Rientrati a casa, misero a bollire i ravioli. Mangiarono senza parlarsi, mentre dalla stanza accanto arrivavano le risate leggere di Martina e Giada. A un certo punto Ornella posò la forchetta.
— Lorenzo, ti rendi conto del pasticcio che hai combinato?
— Io volevo solo un po’ di indipendenza. Non dover rendere conto di ogni euro.
— Indipendenza? — replicò lei con un sorriso amaro. — Tu volevi che tua moglie continuasse a occuparsi di tutto gratis. E lei ti ha semplicemente mostrato il prezzo di quella comodità.
Lorenzo rimase zitto. La madre iniziò a sparecchiare; lui cercò di aiutarla, ma lei lo scostò con un gesto secco. Prima di partire, però, abbracciò Martina.
— Tieni duro. Stai facendo la cosa giusta.
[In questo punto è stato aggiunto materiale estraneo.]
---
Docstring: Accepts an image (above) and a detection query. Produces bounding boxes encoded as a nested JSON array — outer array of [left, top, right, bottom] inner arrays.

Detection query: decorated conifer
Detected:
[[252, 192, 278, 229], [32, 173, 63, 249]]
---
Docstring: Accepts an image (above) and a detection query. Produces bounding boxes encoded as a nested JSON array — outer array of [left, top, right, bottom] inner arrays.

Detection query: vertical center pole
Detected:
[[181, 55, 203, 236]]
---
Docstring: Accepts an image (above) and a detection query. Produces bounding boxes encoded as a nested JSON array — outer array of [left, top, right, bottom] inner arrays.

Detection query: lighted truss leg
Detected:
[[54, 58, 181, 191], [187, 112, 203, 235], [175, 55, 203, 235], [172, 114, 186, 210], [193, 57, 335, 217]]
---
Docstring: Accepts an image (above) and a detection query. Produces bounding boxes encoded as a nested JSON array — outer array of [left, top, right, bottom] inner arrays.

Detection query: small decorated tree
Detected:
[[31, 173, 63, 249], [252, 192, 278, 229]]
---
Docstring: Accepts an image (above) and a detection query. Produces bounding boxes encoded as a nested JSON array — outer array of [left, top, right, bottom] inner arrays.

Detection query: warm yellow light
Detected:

Passò una settimana e Lorenzo capì che quel “budget separato” era tutt’altro che una liberazione. Finivano i calzini? Doveva comprarli. Camicie sporche? Lavatrice da solo. Voglia di un pasto caldo? O cucinava o ordinava a pagamento. Martina, nel frattempo, aveva acquistato un piccolo mobile con serratura che aveva sistemato in cucina: lì dentro conservava gli alimenti per sé e per Giada.
Una sera Lorenzo aprì il frigorifero e vide una teglia di pollo al forno. Il profumo era irresistibile. Stava per prenderne un pezzo quando Martina, passando accanto a lui, disse con tono neutro:
— Lascialo lì. È il pranzo di Giada per domani.
Richiuse lo sportello. Lo stomaco brontolava. Si preparò un piatto di pasta in bianco, quasi insipida perché aveva dimenticato di comprare il sale. Martina, seduta in salotto con il tablet, non gli rivolse nemmeno uno sguardo.
Al lavoro diventò nervoso, rispondeva male ai colleghi e si lamentava della moglie. Un autista più anziano lo ascoltò e poi commentò con ironia:
— Ti sei scavato la fossa da solo, amico. Adesso ti sorprendi se ci sei finito dentro?
Non seppe cosa ribattere.
A casa la distanza cresceva. Martina lavava solo i propri vestiti e quelli di Giada, stirava esclusivamente le sue bluse, comprava frutta e la chiudeva nel mobile con la chiave. Una sera ordinò sushi per sé e per la figlia: sedute al tavolo, chiacchieravano e ridevano. Lorenzo, rimasto in salotto con un semplice panino, avvertì per la prima volta la sensazione concreta di essere un estraneo sotto il proprio tetto, e capì che quella crepa stava diventando ogni giorno più profonda.